Bei der Verantwortung des Einzelnen gelte, was Papst Benedikt XVI. sage: Für das Gemeinwohl brauche es als Zusatz zu dieser Verantwortung einen ethischen Rahmen. Vorgaben dafür seien Bibel, Bergpredigt, Humanismus und Aufklärung. Es existiere somit eine europäische Prägung des Menschseins und Lebens in Würde, und "dazu gehört der Respekt in der Sprache".
Der Bischof sieht das Muster des Überschreitens von Schranken - wie aktuell in der Causa Birnbacher-Martinz - bereits bei früheren Aktionen gegeben, wobei es im Interview konkret um den Gesetzesbruch Jörg Haiders bei den Ortstafeln ging: "Wenn Verantwortungsträger respektlos sind, sagen die Leute: Dann dürfen wir das auch. Die Vorbildwirkung ist zu wenig erkannt worden."
Geld habe zudem eine solche Macht erhalten, dass "manche meinen, Geld als Machtinstrument einsetzen zu können, nach dem Motto 'Eine Hand wäscht die andere'", so Schwarz im Blick auf den Korruptionsfall des 6-Millionen-Honorars für Anwalt Dietrich Birnbacher.
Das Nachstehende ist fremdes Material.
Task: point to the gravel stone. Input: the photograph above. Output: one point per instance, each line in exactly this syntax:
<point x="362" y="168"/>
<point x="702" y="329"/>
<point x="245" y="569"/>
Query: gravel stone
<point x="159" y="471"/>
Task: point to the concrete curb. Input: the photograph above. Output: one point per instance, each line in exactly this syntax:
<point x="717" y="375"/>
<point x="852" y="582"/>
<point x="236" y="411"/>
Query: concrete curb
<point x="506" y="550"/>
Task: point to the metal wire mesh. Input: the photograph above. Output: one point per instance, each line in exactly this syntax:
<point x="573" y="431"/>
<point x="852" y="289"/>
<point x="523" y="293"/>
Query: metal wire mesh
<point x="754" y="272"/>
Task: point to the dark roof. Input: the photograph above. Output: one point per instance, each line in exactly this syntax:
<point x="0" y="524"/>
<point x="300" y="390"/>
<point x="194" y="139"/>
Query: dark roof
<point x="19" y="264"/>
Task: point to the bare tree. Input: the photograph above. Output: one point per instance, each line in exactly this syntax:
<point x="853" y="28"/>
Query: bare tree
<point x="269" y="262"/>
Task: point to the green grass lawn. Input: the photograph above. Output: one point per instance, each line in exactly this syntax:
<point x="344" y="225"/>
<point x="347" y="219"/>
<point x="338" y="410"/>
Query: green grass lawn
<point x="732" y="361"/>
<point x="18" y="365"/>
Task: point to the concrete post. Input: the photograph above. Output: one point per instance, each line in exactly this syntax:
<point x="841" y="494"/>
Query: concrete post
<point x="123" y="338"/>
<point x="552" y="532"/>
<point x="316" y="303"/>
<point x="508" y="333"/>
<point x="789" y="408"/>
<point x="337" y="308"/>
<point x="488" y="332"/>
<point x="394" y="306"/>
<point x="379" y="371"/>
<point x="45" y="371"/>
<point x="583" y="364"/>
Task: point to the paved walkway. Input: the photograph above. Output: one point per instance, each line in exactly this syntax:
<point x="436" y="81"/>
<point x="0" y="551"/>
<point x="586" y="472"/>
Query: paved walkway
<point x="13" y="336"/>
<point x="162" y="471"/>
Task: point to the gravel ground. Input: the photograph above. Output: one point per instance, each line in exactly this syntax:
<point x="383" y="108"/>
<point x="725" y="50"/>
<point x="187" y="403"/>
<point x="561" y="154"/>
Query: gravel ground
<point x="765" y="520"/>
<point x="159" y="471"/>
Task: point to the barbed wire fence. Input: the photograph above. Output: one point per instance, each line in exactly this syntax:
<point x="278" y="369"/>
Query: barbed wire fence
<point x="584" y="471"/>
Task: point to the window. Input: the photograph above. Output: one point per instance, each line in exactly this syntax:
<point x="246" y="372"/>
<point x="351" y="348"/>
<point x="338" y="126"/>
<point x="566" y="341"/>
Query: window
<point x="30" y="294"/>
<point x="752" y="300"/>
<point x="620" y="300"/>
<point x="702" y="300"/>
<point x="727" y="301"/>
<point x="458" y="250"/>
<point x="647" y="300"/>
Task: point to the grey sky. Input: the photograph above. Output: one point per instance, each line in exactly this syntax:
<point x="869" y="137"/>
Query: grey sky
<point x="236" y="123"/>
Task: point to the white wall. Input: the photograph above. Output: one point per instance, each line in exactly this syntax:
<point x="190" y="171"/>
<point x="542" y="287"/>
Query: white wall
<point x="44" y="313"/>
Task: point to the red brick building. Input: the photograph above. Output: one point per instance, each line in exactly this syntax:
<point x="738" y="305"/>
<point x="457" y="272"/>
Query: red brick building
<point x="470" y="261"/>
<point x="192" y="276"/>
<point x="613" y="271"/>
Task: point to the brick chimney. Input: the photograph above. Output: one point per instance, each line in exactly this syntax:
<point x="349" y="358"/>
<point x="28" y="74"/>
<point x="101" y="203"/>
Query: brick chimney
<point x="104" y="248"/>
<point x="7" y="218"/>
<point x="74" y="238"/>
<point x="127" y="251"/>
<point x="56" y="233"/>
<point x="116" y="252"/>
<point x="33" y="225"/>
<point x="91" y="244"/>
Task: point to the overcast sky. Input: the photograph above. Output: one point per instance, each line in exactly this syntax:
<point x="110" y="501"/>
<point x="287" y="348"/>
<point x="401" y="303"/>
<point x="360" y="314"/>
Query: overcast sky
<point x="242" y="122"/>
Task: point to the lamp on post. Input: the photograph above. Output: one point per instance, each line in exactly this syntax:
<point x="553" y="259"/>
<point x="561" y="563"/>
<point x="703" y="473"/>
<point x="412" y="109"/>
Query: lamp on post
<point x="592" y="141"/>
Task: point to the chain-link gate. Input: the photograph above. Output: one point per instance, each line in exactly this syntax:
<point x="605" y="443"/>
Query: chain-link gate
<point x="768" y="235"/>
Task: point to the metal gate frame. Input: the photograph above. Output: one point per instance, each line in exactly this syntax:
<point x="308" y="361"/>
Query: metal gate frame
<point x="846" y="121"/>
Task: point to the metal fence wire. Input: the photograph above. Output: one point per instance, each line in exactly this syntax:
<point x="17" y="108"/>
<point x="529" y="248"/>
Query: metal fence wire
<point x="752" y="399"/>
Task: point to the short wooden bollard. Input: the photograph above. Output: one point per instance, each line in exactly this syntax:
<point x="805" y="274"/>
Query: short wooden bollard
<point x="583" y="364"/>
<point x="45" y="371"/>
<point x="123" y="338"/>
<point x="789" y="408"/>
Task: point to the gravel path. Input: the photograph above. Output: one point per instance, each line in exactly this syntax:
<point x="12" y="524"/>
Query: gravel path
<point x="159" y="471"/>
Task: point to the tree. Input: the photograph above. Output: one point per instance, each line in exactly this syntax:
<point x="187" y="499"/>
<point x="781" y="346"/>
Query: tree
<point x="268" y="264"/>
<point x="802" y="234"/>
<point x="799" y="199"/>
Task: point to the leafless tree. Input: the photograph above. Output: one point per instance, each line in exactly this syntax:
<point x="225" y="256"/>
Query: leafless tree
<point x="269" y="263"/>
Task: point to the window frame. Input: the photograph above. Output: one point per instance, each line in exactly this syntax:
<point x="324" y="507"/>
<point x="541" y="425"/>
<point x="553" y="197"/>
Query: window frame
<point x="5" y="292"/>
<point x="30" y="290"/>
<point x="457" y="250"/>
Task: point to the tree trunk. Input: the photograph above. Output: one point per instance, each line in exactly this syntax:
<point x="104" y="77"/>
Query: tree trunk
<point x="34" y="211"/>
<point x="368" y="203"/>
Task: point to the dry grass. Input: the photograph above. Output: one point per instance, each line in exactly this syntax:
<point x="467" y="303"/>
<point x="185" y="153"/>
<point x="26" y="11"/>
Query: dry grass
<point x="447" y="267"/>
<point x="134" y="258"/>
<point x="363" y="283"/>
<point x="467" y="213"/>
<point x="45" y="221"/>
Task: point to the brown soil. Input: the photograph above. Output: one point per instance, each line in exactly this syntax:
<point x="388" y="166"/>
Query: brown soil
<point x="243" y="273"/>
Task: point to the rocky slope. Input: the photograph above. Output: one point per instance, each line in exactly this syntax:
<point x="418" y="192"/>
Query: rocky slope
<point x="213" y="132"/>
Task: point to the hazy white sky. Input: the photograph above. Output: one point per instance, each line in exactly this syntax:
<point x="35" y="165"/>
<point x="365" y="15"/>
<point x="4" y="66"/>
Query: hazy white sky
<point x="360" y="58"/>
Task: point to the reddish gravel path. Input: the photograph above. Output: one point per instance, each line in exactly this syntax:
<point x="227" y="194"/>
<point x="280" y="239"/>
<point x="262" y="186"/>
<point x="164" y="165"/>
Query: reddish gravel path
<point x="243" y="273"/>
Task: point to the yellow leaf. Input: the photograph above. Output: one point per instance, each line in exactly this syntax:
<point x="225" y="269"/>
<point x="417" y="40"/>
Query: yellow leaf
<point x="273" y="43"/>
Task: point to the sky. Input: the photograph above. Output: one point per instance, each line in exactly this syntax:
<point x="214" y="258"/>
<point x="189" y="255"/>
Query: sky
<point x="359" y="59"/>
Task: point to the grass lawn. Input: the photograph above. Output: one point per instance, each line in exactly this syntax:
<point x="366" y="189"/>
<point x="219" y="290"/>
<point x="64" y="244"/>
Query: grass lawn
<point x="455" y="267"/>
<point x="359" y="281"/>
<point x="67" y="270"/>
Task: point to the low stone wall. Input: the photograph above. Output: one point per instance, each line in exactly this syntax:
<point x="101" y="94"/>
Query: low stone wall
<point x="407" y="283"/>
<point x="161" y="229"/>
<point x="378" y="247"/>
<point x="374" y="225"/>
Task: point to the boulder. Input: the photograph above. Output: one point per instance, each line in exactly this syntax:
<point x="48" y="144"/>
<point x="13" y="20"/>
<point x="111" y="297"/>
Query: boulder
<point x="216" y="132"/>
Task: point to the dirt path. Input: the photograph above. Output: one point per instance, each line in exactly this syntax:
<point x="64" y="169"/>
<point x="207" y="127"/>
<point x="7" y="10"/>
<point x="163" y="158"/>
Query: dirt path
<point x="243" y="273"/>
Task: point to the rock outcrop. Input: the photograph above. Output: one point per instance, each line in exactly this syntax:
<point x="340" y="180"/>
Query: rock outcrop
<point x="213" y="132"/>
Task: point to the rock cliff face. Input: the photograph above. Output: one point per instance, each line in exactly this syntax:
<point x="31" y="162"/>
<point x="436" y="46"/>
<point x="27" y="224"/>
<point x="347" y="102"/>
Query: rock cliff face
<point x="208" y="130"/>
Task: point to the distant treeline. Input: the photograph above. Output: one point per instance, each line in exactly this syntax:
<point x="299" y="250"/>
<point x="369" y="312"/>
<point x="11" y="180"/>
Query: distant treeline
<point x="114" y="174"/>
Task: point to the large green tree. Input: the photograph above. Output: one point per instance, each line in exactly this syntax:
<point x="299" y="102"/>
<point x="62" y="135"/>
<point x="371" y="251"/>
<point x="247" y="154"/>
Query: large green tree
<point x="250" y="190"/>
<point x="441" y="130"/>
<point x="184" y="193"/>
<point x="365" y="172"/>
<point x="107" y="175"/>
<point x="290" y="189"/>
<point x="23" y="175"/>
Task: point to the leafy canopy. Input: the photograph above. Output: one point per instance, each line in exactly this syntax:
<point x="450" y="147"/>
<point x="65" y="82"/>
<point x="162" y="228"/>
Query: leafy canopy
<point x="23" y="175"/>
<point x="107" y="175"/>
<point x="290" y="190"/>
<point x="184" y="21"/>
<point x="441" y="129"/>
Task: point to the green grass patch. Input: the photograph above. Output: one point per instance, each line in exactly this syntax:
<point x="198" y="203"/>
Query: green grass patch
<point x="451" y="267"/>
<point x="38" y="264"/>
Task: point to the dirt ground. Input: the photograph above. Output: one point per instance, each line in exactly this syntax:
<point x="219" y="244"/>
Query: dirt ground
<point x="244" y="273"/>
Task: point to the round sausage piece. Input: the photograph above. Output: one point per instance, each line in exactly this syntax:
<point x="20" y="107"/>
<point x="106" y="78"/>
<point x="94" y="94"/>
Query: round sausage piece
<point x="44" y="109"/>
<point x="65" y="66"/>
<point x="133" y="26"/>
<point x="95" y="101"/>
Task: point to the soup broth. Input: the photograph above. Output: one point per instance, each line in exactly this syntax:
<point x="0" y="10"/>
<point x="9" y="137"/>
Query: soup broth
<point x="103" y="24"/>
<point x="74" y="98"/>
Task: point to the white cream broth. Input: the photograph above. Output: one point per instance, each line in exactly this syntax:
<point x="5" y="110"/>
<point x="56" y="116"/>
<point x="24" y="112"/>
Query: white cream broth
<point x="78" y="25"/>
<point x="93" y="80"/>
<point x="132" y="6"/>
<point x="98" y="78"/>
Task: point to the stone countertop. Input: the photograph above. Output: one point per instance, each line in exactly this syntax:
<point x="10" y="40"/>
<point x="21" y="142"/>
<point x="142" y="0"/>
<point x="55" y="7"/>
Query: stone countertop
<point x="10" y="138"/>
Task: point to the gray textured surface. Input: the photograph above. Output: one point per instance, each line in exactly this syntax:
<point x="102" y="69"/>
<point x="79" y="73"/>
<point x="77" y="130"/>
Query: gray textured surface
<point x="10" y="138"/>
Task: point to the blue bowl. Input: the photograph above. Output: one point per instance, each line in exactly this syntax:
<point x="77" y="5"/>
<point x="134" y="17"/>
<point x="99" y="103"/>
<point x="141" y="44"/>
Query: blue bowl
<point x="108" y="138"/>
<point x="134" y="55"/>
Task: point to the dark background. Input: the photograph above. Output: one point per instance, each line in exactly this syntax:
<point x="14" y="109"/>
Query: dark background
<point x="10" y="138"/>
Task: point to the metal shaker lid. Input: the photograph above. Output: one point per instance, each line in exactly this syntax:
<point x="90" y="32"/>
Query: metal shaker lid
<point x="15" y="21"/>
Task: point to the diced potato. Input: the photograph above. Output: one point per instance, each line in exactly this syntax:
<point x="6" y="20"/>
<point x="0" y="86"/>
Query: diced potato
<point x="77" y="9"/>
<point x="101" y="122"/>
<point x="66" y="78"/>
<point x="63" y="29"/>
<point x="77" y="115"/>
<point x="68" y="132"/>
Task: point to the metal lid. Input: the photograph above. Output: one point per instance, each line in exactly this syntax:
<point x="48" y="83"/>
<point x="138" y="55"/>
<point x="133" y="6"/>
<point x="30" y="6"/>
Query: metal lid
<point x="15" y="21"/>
Weil böse Zungen eine neue Skulptur für Jörg Haider vor dem Gurker Dom ebenfalls "Eine Hand wäscht die andere" tauften, kam das Interview auch auf die umstrittene Plastik zu sprechen. Dazu der Bischof wörtlich: "Man musste es mit Verärgerung zur Kenntnis nehmen, dass sie auf öffentlichem Grund vor dem Gurker Dom aufgestellt wurde. Die Skulptur wird vielleicht im Laufe der Geschichte einmal einen anderen Platz haben. Der Gurker Dom mit seiner jahrhundertelangen Ausstrahlungskraft steht in jeder Hinsicht drüber."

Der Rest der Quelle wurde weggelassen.